Meta-analysis of Randomized Controlled Trials of Genotype-guided versus Standard Dosing of Warfarin.

Chest. 2015 Mar 26;

Authors: Dahal K, Sharma SP, Fung E, Lee J, Moore JH, Unterborn JN, Williams SM

Abstract
Introduction: Warfarin is widely prescribed anticoagulant and its effect depends on various patient factors including genotypes. Randomized controlled trials (RCTs) comparing genotype-guided dosing (GD) of warfarin with standard dosing (SD) have shown mixed efficacy and safety outcomes.
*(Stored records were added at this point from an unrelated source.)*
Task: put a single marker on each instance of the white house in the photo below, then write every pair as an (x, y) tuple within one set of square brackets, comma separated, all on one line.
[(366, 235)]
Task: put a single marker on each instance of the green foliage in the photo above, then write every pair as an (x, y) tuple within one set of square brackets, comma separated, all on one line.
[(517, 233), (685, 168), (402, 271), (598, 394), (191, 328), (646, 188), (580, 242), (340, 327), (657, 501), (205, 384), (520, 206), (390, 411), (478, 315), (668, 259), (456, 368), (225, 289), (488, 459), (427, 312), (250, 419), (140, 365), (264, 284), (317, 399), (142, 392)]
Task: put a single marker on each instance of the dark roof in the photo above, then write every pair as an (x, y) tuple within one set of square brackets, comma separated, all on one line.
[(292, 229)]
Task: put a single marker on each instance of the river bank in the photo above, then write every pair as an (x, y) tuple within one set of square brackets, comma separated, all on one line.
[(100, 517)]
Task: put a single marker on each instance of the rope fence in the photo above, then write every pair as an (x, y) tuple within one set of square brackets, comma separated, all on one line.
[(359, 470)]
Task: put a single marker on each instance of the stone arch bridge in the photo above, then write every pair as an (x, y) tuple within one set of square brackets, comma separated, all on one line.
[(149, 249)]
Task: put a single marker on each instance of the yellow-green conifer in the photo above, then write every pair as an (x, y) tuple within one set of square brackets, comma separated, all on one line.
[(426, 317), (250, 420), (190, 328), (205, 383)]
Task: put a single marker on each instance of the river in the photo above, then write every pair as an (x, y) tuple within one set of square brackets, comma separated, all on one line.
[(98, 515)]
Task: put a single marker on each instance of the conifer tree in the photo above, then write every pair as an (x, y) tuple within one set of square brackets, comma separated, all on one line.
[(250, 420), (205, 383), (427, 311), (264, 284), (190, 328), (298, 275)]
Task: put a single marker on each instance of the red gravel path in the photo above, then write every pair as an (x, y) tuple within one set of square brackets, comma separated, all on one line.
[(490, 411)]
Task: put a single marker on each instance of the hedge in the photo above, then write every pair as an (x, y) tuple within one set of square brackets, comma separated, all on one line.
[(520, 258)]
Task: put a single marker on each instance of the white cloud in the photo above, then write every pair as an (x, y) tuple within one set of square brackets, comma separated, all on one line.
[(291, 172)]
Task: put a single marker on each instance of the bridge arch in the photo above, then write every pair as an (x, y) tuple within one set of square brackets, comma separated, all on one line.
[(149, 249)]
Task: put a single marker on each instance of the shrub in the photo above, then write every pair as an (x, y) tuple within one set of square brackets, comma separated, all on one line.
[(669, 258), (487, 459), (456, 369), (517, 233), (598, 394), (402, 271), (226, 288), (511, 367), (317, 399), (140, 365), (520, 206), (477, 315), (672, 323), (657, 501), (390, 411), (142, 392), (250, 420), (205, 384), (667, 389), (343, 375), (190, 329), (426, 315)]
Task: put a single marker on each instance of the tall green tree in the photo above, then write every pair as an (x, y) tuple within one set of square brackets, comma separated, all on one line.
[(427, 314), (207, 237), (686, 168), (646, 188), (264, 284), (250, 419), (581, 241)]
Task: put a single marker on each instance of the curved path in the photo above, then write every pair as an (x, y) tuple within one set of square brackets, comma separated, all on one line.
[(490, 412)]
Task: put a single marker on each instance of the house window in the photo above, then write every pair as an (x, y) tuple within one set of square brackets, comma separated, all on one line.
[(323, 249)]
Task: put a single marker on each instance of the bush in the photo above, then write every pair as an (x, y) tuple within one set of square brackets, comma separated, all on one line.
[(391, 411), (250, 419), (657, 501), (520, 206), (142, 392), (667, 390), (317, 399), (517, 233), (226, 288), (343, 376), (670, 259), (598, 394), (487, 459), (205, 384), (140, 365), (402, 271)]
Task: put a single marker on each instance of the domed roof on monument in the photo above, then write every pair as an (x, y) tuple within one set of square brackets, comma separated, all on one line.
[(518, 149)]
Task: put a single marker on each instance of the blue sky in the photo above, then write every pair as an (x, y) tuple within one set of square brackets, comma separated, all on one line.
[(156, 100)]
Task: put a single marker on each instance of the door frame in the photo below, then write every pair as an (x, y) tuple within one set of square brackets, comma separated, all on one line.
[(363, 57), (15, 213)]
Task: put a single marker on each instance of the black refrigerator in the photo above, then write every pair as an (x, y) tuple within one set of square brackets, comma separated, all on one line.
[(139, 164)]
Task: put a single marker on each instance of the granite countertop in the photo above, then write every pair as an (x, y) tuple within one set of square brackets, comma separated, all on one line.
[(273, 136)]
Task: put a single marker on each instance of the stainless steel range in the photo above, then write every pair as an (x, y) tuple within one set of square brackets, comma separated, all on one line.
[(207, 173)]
We performed a meta-analysis of all published RCTs comparing GD versus SD in adult patients with various indications of warfarin use.
Methods: We searched MEDLINE, EMBASE, Cochrane CENTRAL and relevant references for English language RCTs (inception through March 2014). We performed the meta-analysis using random effects model.
Results: 10 RCTs with a total of 2505 patients were included in the meta-analysis. GD compared to SD resulted in similar % time in therapeutic range (TTR) at ≤1 month follow-up [44% vs. 44.5%, mean difference (MD): -0.52, 95% confidence interval (CI): (-3.15-2.10), P=0.70] and higher %TTR [62.9% vs. 56.6%, MD: 6.35 (1.76-10.95), p= 0.007] at >1 month follow up, a trend towards lower risk of major bleeding [risk ratio (RR): 0.46 (0.19-0.1.11) , p= 0.08] at ≤1 month follow-up and lower risks of major bleeding [0.34 (0.16-0.74), p= 0.006] at >1-month follow-up, and shorter time to maintenance dose (TMD) [23 days vs. 33 days, MD: -9.54 days (-18.10, -0.98), P=0.03] at follow-up but had no effects on INR > 4.0, non-major bleeding, thrombotic outcomes or overall mortality.
Conclusion: In the first month of genotype-guided warfarin therapy, compared to standard dosing, there were no improvements in %TTR, INR > 4.0, major or minor bleeding, thromboembolism, or all-cause mortality. There was shorter TMD, and after one month, improved %TTR and major bleeding incidence, making this a cost-effective strategy in patients requiring longer anticoagulation.